Berinfak

Berinfak


Hikmah Ketiga Puluh Satu

لِيُنْفِقْ ذُوْ سَعَةٍ مِنْ سَعَتِهِ, الْوَاصِلُوْنَ إِلَيْهِ, وَمَنْ قُدِرَ عَلَيْهِ رِزْقُهُ, السَّائِرُوْنَ إِلَيْهِ

“Hendaklah orang yang memiliki kepalangan harta berinfaq sesuai kemampuannya, ditujukan kepada orang-orang yang telah sampai kepada Allah Swt. Dan barangsiapa yang disempitkan rezkinya, (hendaklah menginfakkan apa yang dikaruniakan kepadanya) kepada orang-orang yang berjalan menuju-Nya.” 

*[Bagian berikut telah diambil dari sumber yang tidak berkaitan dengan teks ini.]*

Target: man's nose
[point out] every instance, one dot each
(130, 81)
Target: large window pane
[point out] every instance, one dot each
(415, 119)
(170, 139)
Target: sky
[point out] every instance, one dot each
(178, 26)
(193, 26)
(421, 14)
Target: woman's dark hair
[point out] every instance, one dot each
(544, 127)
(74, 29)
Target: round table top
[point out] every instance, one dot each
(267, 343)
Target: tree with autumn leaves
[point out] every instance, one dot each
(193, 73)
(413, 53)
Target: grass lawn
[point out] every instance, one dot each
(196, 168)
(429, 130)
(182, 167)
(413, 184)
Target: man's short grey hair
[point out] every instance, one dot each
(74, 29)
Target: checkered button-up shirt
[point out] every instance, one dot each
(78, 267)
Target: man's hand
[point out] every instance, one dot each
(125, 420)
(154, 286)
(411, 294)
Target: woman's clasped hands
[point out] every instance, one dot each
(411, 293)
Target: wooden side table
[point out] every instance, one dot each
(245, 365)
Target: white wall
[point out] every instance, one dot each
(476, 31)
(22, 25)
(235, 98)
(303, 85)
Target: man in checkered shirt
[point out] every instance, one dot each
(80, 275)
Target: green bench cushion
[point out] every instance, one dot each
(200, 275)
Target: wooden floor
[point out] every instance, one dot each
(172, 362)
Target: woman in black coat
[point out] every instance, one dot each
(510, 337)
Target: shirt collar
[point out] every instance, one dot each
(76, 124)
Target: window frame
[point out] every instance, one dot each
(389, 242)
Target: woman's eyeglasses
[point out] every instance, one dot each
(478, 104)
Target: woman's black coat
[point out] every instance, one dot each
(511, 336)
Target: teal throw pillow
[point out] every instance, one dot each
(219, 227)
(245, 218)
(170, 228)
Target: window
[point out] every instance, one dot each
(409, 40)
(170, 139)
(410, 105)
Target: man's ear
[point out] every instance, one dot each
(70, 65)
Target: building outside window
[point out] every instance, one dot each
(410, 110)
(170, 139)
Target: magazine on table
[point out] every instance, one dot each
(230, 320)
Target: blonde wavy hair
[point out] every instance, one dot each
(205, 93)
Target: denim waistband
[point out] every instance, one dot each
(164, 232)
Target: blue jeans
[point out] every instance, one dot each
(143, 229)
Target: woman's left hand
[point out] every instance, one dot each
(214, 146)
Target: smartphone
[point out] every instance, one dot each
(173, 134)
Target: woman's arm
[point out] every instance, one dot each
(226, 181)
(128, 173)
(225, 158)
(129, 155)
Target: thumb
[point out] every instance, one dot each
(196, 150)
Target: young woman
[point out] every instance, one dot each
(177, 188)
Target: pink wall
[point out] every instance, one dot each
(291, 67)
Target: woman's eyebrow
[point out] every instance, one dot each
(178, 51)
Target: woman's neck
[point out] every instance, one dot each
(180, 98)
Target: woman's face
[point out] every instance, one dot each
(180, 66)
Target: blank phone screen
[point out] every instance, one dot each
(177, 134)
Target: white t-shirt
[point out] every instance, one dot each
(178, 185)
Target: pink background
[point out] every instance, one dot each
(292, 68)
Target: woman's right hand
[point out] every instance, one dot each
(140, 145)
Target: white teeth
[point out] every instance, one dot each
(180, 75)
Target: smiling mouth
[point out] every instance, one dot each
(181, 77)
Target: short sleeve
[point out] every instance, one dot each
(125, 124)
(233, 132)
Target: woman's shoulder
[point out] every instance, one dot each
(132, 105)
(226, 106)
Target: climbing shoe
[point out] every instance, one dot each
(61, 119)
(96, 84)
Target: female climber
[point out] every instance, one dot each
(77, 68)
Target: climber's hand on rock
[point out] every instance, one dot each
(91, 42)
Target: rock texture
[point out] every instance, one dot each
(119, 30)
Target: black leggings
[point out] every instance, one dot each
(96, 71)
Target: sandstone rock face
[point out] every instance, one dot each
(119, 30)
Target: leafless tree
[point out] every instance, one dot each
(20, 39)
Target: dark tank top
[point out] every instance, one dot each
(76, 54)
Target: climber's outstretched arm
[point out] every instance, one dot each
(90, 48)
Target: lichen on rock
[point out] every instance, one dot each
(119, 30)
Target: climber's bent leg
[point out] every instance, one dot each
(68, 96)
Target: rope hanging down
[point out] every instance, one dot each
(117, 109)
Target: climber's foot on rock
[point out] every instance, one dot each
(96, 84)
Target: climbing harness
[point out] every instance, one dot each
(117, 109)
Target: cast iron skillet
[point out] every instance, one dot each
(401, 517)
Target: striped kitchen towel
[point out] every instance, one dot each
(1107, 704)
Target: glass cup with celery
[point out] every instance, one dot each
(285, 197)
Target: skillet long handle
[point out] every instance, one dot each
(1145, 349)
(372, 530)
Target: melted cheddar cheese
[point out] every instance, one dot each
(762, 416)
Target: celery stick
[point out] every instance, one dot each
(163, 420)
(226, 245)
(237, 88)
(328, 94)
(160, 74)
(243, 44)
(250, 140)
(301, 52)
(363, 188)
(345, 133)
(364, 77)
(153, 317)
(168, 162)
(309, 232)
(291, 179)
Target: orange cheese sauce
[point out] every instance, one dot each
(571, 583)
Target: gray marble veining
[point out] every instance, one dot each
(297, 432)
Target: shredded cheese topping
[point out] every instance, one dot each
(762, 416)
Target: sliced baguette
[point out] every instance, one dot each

(Ibn Athaillah al-Sakandari)

[Kitab al-Hikam karya Ibn Athaillah al-Sakandari]


Hendaklah orang yang memiliki kelapagan harta berinfak dan bersedekah kepada orang-orang yang telah mencapai tingkatan Marifat, yaitu mampu mengenal rahasia di balik suatu peristiwa; padahal orang lain tidak mampu melakukannya. Biasanya, orang yang mencapai tingkatan ini sudah mencapai tingkatan Wali Allah. Hanya saja, kadang-kadang masyarakat salah faham mengenai maksudnya, sehingga mereka menilai setiap orang yang mampu melakukan perkara-perkara luar biasa adalah wali-Nya. Kenyataannya, bukanlah seperti itu. Banyak di antara orang yang mengaku kyai dan ulama, dengan pakaian yang melambangkan keshalehan justru terlibat dalam kesyirikan. 

Dan hendaklah orang yang rezkinya terbatas atau sempit, menginfakkan sebahagian hartanya kepada orang-orang yang sedang beribadah dan berjalan menuju Allah Swt, yaitu orang-orang yang belum mencapai tingkatan Marifat.